Gpumanager is unable to control GPU threshold and GPU memory.

yangcheng-dev commented 8 months ago

It seems that after deploying the gpumanager project, there is an issue with controlling GPU memory. I have set the pod quotas as follows, but the control over GPU memory and computing power does not take effect. What's even more peculiar is that if I wait for the same pod for over 60 minutes, the restrictions are likely to take effect. There are no obvious errors in the gpumanager logs. resources: limits: tencent.com/vcuda-core: "50" tencent.com/vcuda-memory: "32" requests: tencent.com/vcuda-core: "50" tencent.com/vcuda-memory: "32"

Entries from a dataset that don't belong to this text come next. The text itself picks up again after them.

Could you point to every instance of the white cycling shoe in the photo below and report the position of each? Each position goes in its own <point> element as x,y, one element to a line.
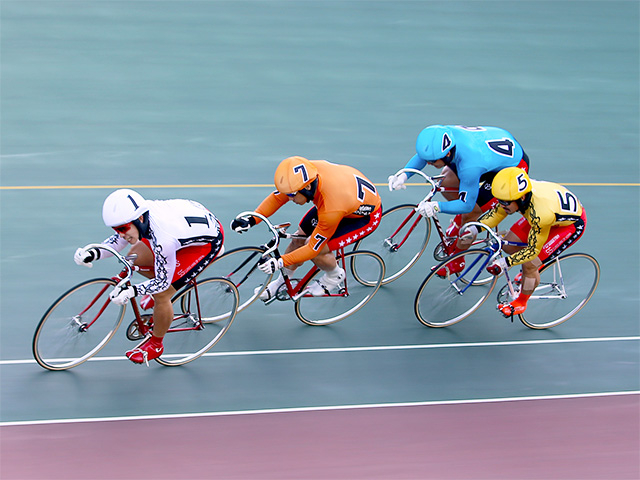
<point>325,284</point>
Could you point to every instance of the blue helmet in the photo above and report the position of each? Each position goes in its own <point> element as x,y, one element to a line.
<point>434,143</point>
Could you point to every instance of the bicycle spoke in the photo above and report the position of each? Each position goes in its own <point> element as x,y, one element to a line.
<point>566,286</point>
<point>77,326</point>
<point>202,315</point>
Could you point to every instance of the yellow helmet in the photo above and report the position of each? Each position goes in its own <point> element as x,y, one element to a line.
<point>294,174</point>
<point>510,184</point>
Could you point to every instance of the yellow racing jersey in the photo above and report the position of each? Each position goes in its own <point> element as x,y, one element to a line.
<point>342,192</point>
<point>551,205</point>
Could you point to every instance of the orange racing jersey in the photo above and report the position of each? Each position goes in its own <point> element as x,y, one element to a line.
<point>342,192</point>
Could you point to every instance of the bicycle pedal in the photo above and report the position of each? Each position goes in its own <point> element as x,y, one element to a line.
<point>133,330</point>
<point>282,294</point>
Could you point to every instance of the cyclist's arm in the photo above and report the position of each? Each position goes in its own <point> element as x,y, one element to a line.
<point>467,193</point>
<point>416,163</point>
<point>491,218</point>
<point>115,242</point>
<point>327,225</point>
<point>271,204</point>
<point>538,236</point>
<point>164,268</point>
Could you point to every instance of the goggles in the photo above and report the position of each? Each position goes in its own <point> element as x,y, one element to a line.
<point>122,228</point>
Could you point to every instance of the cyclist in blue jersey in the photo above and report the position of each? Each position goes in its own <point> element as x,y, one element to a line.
<point>470,157</point>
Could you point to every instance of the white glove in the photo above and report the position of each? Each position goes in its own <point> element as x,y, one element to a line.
<point>498,266</point>
<point>428,209</point>
<point>396,182</point>
<point>121,295</point>
<point>469,234</point>
<point>242,224</point>
<point>84,256</point>
<point>270,265</point>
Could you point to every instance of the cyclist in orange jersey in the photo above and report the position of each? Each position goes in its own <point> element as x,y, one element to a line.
<point>346,208</point>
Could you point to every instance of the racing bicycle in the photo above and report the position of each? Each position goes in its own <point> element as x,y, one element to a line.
<point>403,234</point>
<point>241,267</point>
<point>84,319</point>
<point>567,283</point>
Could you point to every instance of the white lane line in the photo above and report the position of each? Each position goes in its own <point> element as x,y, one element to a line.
<point>372,348</point>
<point>317,409</point>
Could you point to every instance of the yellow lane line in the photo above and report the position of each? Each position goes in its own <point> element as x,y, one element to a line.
<point>111,187</point>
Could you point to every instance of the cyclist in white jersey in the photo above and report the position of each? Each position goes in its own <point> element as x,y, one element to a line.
<point>178,238</point>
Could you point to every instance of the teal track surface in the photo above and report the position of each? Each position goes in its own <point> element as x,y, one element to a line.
<point>202,99</point>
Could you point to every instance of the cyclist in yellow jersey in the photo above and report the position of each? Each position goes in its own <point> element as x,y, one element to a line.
<point>347,207</point>
<point>553,219</point>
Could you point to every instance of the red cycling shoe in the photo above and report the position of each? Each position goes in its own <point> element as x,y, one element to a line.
<point>455,266</point>
<point>149,349</point>
<point>146,302</point>
<point>509,310</point>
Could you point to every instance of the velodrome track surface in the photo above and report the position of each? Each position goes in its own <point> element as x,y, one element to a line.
<point>201,100</point>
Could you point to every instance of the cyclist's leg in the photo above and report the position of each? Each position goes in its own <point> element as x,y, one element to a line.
<point>561,237</point>
<point>193,260</point>
<point>348,231</point>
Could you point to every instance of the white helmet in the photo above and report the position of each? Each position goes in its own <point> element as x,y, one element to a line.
<point>123,206</point>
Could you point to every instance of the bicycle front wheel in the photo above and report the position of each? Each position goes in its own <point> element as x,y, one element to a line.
<point>399,240</point>
<point>566,285</point>
<point>352,294</point>
<point>240,265</point>
<point>203,313</point>
<point>441,302</point>
<point>77,326</point>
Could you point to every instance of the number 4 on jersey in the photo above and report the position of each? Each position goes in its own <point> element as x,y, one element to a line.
<point>503,146</point>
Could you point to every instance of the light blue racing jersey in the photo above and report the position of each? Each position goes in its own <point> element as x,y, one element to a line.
<point>478,150</point>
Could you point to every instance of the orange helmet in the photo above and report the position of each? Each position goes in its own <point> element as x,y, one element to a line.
<point>294,174</point>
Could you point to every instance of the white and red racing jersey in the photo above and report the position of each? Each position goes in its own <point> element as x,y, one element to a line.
<point>173,225</point>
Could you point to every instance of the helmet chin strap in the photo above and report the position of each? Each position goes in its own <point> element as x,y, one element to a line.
<point>449,156</point>
<point>143,226</point>
<point>310,191</point>
<point>524,202</point>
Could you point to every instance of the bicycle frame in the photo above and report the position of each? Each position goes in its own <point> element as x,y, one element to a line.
<point>279,232</point>
<point>435,183</point>
<point>124,277</point>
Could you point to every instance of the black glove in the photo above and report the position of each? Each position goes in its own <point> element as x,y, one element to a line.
<point>242,224</point>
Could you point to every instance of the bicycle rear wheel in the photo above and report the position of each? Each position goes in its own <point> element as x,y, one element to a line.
<point>191,335</point>
<point>388,240</point>
<point>441,302</point>
<point>566,285</point>
<point>240,265</point>
<point>352,295</point>
<point>77,325</point>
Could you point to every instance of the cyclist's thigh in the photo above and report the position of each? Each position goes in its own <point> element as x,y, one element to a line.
<point>352,229</point>
<point>561,238</point>
<point>519,232</point>
<point>144,254</point>
<point>192,261</point>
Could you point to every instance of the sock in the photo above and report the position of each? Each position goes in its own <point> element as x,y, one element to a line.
<point>521,300</point>
<point>333,273</point>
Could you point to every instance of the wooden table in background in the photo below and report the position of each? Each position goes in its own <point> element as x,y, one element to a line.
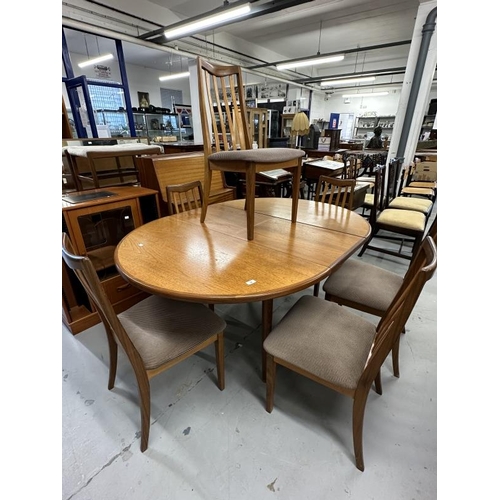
<point>214,263</point>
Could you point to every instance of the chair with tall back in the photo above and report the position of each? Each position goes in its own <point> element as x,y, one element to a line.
<point>337,192</point>
<point>394,224</point>
<point>183,197</point>
<point>338,348</point>
<point>226,138</point>
<point>156,333</point>
<point>372,289</point>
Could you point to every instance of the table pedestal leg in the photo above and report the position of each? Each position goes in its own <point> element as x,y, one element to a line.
<point>267,324</point>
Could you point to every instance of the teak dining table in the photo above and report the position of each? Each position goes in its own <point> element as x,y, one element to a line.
<point>213,262</point>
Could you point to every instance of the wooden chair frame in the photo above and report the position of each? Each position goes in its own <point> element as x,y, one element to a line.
<point>183,197</point>
<point>225,130</point>
<point>379,205</point>
<point>116,333</point>
<point>388,331</point>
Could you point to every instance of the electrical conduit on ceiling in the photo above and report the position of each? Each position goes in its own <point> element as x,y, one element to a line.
<point>78,25</point>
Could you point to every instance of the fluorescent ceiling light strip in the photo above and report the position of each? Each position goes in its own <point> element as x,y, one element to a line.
<point>373,94</point>
<point>309,62</point>
<point>96,60</point>
<point>329,83</point>
<point>174,76</point>
<point>207,22</point>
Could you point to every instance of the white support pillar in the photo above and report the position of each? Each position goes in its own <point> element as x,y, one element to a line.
<point>425,87</point>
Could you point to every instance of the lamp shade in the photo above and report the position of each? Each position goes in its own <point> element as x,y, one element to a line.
<point>300,124</point>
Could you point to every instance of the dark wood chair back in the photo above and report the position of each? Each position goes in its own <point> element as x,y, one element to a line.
<point>338,192</point>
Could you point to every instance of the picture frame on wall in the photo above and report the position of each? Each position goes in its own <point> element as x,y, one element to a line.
<point>143,98</point>
<point>250,92</point>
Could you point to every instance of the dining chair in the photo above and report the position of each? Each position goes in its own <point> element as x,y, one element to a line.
<point>395,224</point>
<point>183,197</point>
<point>339,349</point>
<point>226,138</point>
<point>335,191</point>
<point>156,333</point>
<point>371,289</point>
<point>408,187</point>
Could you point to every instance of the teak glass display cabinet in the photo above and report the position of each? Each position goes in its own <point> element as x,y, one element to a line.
<point>96,221</point>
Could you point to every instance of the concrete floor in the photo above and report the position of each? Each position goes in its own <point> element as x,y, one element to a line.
<point>213,445</point>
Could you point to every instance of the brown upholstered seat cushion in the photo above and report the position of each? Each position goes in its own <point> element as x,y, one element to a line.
<point>405,203</point>
<point>326,339</point>
<point>363,283</point>
<point>418,191</point>
<point>407,219</point>
<point>163,329</point>
<point>266,155</point>
<point>424,184</point>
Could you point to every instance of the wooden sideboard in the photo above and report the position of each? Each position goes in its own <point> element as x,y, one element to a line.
<point>96,220</point>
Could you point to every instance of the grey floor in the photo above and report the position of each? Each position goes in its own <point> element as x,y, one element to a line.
<point>213,445</point>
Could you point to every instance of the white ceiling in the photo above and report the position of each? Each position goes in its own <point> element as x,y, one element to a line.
<point>300,31</point>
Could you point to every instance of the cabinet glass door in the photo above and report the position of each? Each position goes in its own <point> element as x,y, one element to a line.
<point>101,232</point>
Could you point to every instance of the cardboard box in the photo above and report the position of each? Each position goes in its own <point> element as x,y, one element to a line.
<point>425,171</point>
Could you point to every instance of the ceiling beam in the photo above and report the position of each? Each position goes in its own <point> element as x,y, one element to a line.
<point>339,52</point>
<point>157,36</point>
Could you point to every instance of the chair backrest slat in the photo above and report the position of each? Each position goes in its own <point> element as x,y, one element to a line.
<point>223,111</point>
<point>184,197</point>
<point>338,192</point>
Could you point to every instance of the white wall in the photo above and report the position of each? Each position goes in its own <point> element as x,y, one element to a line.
<point>382,105</point>
<point>142,79</point>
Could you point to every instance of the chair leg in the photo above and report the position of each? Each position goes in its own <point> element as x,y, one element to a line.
<point>206,193</point>
<point>365,246</point>
<point>270,382</point>
<point>113,361</point>
<point>378,383</point>
<point>250,202</point>
<point>395,357</point>
<point>358,414</point>
<point>219,360</point>
<point>145,400</point>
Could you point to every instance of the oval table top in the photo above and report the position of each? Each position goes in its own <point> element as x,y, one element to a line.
<point>179,257</point>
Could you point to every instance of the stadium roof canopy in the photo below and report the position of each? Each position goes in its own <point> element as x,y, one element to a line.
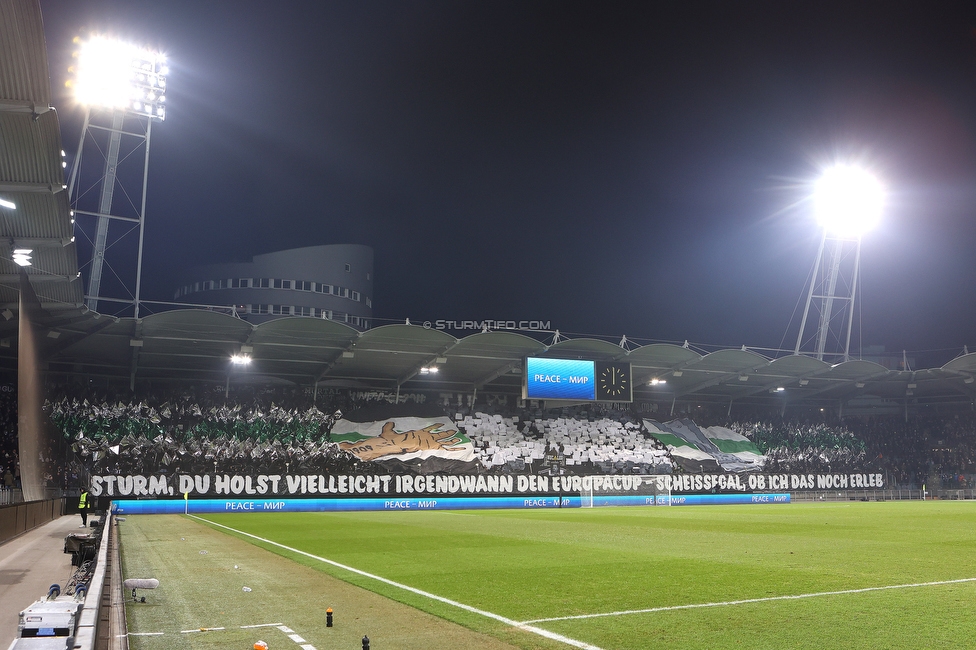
<point>197,345</point>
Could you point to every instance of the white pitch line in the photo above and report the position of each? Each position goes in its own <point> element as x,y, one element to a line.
<point>202,629</point>
<point>420,592</point>
<point>747,601</point>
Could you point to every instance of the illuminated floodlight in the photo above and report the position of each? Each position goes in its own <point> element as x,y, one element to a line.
<point>22,256</point>
<point>122,76</point>
<point>848,201</point>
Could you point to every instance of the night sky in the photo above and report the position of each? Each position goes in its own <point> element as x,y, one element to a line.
<point>613,168</point>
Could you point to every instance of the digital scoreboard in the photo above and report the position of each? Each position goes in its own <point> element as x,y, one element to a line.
<point>577,379</point>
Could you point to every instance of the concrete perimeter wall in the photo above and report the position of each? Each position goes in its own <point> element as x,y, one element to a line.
<point>20,517</point>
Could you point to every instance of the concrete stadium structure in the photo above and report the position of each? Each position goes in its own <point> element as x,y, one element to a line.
<point>332,282</point>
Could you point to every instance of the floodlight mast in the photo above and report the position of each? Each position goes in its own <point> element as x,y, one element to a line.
<point>848,204</point>
<point>123,83</point>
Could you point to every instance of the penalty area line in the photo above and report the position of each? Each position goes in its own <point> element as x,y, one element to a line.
<point>420,592</point>
<point>728,603</point>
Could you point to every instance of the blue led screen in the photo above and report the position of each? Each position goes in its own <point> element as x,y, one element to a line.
<point>559,379</point>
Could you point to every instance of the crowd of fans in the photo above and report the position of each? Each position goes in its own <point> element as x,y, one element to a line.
<point>805,448</point>
<point>196,429</point>
<point>579,444</point>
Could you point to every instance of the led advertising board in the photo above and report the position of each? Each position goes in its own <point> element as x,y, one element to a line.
<point>577,379</point>
<point>559,379</point>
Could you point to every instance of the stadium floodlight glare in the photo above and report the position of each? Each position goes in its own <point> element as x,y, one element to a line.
<point>848,201</point>
<point>118,75</point>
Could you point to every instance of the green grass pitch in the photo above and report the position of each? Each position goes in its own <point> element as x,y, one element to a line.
<point>549,564</point>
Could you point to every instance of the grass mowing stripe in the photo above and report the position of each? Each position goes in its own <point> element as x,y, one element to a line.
<point>474,610</point>
<point>747,601</point>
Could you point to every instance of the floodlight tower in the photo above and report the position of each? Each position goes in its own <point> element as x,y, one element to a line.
<point>124,89</point>
<point>848,203</point>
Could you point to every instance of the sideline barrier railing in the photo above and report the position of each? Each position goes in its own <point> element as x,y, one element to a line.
<point>87,632</point>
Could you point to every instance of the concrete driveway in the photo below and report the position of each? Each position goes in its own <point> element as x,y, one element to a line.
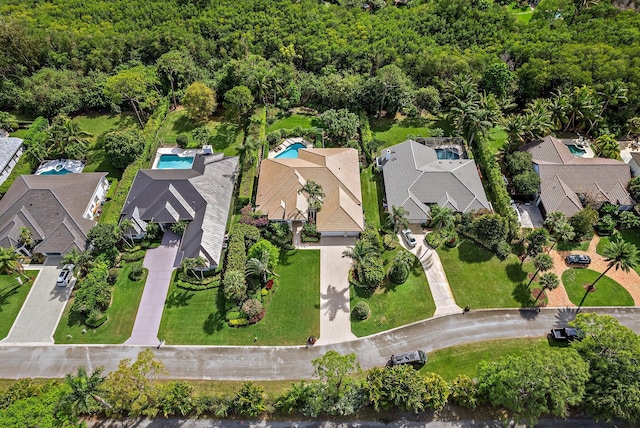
<point>41,311</point>
<point>161,262</point>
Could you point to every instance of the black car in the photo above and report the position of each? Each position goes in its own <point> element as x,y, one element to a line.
<point>566,334</point>
<point>578,259</point>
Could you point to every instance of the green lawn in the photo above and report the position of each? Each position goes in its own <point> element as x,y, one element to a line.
<point>293,121</point>
<point>12,296</point>
<point>464,359</point>
<point>394,305</point>
<point>608,292</point>
<point>629,235</point>
<point>223,132</point>
<point>372,184</point>
<point>478,279</point>
<point>394,131</point>
<point>126,295</point>
<point>197,317</point>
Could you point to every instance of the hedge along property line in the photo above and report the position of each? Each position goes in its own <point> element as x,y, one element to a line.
<point>111,209</point>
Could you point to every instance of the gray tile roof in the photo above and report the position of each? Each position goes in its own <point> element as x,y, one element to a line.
<point>414,178</point>
<point>564,176</point>
<point>52,206</point>
<point>201,195</point>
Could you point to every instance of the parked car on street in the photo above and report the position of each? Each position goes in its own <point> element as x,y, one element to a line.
<point>409,238</point>
<point>578,259</point>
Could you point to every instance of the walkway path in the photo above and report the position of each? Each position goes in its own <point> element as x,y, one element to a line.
<point>433,269</point>
<point>294,362</point>
<point>335,311</point>
<point>41,311</point>
<point>629,280</point>
<point>161,262</point>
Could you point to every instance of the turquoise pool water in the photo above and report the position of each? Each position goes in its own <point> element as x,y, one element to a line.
<point>577,151</point>
<point>291,151</point>
<point>174,162</point>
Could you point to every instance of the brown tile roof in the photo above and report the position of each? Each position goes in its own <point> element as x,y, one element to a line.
<point>336,170</point>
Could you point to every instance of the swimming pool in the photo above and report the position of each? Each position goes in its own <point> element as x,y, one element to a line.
<point>291,151</point>
<point>576,151</point>
<point>168,161</point>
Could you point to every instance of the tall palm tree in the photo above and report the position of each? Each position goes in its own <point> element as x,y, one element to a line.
<point>83,393</point>
<point>397,218</point>
<point>259,268</point>
<point>358,253</point>
<point>541,262</point>
<point>621,255</point>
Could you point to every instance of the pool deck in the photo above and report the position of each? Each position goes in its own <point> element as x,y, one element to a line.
<point>286,143</point>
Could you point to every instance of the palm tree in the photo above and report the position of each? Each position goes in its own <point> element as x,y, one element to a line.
<point>259,268</point>
<point>397,218</point>
<point>83,394</point>
<point>314,195</point>
<point>541,262</point>
<point>621,255</point>
<point>358,253</point>
<point>441,217</point>
<point>549,281</point>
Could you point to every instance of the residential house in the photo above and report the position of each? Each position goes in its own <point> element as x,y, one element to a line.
<point>59,209</point>
<point>416,177</point>
<point>200,195</point>
<point>10,151</point>
<point>567,181</point>
<point>337,171</point>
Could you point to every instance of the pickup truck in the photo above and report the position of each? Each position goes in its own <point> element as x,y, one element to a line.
<point>566,334</point>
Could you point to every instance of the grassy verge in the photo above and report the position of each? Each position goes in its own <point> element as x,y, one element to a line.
<point>126,295</point>
<point>372,196</point>
<point>608,292</point>
<point>394,305</point>
<point>478,279</point>
<point>12,297</point>
<point>197,317</point>
<point>464,359</point>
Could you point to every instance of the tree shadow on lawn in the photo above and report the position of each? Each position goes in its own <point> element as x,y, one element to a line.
<point>178,298</point>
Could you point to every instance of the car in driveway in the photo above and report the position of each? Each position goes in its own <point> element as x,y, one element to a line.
<point>578,260</point>
<point>566,334</point>
<point>408,237</point>
<point>65,276</point>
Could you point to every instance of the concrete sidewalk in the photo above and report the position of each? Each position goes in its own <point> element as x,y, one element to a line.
<point>433,269</point>
<point>161,262</point>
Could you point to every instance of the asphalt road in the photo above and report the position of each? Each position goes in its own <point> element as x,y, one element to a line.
<point>283,363</point>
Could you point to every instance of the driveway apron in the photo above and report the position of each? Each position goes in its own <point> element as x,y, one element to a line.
<point>161,262</point>
<point>41,311</point>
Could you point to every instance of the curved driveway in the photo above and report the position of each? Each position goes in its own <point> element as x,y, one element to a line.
<point>282,363</point>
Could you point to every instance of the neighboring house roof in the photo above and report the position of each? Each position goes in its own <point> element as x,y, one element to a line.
<point>337,171</point>
<point>201,195</point>
<point>52,206</point>
<point>8,149</point>
<point>564,176</point>
<point>415,178</point>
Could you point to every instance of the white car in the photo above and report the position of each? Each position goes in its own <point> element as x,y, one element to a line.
<point>409,238</point>
<point>66,276</point>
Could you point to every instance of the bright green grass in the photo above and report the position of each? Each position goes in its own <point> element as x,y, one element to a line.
<point>394,305</point>
<point>496,140</point>
<point>464,359</point>
<point>608,292</point>
<point>629,235</point>
<point>371,184</point>
<point>293,121</point>
<point>478,279</point>
<point>293,314</point>
<point>223,132</point>
<point>122,314</point>
<point>394,131</point>
<point>12,296</point>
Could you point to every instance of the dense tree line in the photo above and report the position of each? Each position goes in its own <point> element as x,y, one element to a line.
<point>63,57</point>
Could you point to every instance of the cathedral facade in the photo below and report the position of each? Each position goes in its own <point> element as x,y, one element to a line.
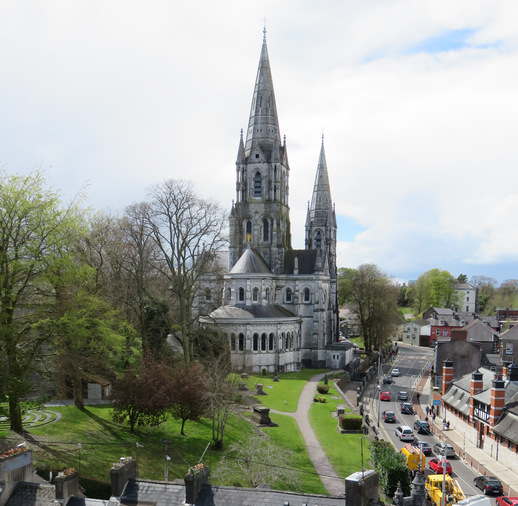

ferris-cx commented 3 months ago

Has this problem already been solved?

Mirai233 commented 2 months ago

It seems that after deploying the gpumanager project, there is an issue with controlling GPU memory. I have set the pod quotas as follows, but the control over GPU memory and computing power does not take effect. What's even more peculiar is that if I wait for the same pod for over 60 minutes, the restrictions are likely to take effect. There are no obvious errors in the gpumanager logs. resources: limits: tencent.com/vcuda-core: "50" tencent.com/vcuda-memory: "32" requests: tencent.com/vcuda-core: "50" tencent.com/vcuda-memory: "32"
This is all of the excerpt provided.